Hier déjà l’Evangile nous a fait méditer une rencontre, Marie et Élisabeth : une rencontre où la danse des tout-petits dans le sein entraînait la joie les deux mères, pour s’épanouir dans l’exultation, le chant, le Magnificat. Toute rencontre est une promesse. Et la Visitation entendue hier s’inscrit comme l’annonce de ce qui sera tout l’Evangile et la vie de Jésus ; de ce tissu de rencontres qu’est l’Evangile, où Dieu se révèle. La Bonne Nouvelle se dit aux pèlerins en désir d’une auberge et d’une table, d’un pain scellant en communion la parole partagée. La rencontre, certes, n’est pas gagnée d’avance. Elle est exigeante, difficile, et bien des fois refusée, surtout en ces temps de crise, multiforme, mais qui toujours dit crise d’identité, où chacun se replie sur ses frontières, ses défenses : sans le tremplin de la confiance, la rencontre ne sait plus que juxtaposer des discours clos, immunisés l’un contre l’autre -surtout s’ils sont religieux-, et dégénère vite en hostilité, en conflit. Pour qu’elle s’ouvre, tienne sa promesse, devienne évènement, avènement du Royaume, il nous faut parier sur ce qui nous lie, toujours plus grand que ce qui nous divise ; parier sur la bienveillance contagieuse ; il nous faut dans la foi garder au cœur l’horizon de l’espérance, cette unité de la famille humaine vers laquelle nous cheminons, mais qui en vérité, nous précède. Parce que déjà dans le Christ Jésus, tous les murs sont tombés, l’unité est accomplie, l’humanité est UNE. Une phrase du P. Christian de Chergé, le prieur de Tibhirine, avec ses frères martyr de l’espérance, de l’amitié, de la paix, ne cesse de me porter dans la rencontre : « On finit toujours -disait-il- par rencontrer l’autre au niveau où on le cherche vraiment ». Cela vaut sans doute de la rencontre œcuménique ou interreligieuse, mais cela vaut surtout devant ce frère, cette sœur, ce mari, à la fois trop proche et méconnu, que j’ai enfermé dans une cage avec nom d’oiseau qui finit par s’avérer ma propre prison ; cette rencontre si souvent différée par l’alibi de nos quotidiens surbookés, au point que les Equipes Notre-Dame ont dû inventer pour les couples le « devoir de s’asseoir ».  Si notre vie est un pèlerinage, vers nous et vers Dieu, ou vers nous en Dieu, cela se passe concrètement par la rencontre des autres, l’autre qui m’interroge, me bouscule, peut-être me fait peur…

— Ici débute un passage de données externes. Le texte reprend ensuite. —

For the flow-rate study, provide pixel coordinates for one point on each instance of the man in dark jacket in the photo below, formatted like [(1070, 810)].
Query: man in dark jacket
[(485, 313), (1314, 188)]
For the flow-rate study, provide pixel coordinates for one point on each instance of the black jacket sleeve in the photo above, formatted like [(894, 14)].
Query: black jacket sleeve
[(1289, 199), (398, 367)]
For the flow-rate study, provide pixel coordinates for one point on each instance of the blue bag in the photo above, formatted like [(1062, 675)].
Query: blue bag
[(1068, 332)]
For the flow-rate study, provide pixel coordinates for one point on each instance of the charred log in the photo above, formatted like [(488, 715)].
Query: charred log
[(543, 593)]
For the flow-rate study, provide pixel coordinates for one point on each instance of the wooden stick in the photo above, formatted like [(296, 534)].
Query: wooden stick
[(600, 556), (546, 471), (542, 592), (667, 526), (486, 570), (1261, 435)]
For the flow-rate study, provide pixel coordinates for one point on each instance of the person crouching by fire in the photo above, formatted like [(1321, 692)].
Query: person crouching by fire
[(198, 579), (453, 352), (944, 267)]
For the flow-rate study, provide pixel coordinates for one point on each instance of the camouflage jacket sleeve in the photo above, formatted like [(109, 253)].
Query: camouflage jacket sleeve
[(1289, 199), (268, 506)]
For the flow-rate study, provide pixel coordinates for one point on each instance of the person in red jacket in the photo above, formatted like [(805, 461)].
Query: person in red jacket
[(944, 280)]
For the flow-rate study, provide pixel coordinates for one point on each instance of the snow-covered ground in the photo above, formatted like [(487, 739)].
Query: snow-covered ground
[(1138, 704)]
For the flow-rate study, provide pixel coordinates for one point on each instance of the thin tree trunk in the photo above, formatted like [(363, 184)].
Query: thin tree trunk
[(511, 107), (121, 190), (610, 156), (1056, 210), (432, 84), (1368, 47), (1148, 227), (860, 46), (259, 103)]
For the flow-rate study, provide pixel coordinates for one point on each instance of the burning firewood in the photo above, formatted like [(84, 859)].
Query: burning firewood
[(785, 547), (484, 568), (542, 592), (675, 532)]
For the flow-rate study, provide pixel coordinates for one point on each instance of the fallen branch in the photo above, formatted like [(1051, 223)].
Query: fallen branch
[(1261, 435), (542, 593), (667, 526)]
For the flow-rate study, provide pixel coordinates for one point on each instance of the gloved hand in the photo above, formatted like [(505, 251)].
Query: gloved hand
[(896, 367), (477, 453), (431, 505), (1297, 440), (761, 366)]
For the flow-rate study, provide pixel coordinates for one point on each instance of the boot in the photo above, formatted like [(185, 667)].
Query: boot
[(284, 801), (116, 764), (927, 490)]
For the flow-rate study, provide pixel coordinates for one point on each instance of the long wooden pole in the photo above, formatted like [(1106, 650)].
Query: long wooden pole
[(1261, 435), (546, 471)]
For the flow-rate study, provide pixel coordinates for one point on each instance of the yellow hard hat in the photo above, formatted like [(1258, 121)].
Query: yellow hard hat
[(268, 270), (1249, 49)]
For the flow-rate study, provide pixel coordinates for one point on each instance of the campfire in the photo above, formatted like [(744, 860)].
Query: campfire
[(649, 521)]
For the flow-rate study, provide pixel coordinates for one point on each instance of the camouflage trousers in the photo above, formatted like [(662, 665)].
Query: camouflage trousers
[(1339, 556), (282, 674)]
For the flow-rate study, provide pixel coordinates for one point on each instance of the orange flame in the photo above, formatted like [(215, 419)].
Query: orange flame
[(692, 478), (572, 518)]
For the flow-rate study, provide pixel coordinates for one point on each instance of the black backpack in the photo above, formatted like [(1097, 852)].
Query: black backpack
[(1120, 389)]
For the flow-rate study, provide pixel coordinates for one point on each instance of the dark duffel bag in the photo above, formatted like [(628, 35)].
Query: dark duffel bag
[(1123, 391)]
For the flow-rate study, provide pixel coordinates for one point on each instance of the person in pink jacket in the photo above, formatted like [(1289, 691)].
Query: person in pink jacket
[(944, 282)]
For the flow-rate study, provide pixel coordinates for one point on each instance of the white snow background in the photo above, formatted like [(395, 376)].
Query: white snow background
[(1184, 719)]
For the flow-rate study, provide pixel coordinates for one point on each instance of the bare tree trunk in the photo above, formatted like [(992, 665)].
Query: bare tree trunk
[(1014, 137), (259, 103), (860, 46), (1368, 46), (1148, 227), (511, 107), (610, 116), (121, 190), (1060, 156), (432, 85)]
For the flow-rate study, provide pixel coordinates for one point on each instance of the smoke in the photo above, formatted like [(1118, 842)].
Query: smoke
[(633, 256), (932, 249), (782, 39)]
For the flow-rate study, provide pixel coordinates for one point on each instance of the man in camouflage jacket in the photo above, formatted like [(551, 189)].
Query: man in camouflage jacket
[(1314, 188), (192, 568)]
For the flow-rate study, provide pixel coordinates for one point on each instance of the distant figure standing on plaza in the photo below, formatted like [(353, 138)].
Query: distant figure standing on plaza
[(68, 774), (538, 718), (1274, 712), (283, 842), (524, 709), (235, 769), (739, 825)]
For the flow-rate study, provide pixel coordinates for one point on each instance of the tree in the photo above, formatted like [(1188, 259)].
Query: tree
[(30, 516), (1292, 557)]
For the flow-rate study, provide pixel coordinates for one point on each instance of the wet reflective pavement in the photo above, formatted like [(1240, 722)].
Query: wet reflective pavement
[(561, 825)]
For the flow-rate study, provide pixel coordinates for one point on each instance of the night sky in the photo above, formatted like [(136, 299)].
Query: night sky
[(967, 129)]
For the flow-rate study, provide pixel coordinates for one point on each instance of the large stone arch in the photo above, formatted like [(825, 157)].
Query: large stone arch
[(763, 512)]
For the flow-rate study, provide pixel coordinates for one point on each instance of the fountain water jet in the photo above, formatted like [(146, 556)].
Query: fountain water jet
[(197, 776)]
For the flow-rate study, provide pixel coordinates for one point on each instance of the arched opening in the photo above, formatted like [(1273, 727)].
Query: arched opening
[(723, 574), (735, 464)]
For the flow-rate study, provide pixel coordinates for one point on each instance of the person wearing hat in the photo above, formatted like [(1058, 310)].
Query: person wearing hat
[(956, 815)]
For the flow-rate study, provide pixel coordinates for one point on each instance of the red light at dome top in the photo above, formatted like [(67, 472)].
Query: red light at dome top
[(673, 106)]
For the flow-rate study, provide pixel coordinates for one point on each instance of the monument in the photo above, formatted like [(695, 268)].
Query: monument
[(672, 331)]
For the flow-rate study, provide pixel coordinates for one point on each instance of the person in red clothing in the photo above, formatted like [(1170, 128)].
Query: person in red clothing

« On finit toujours par rencontrer l’autre au niveau où on le cherche vraiment »… Mais il y faut une solide persévérance pourrait nous dire la Cananéenne. On s’étonne de voir Jésus jouer les mauvais rôle – l’esprit de clan, la fierté religieuse érigée en frontière… il faudra y revenir. Mais est-ce à nous d’excuser, de gommer cette rudesse ? ou bien nous appelle-t-elle à bouger comme Jésus a bougé, à l’écoute de la foi, de la liberté, de l’humble persévérance de cette femme ?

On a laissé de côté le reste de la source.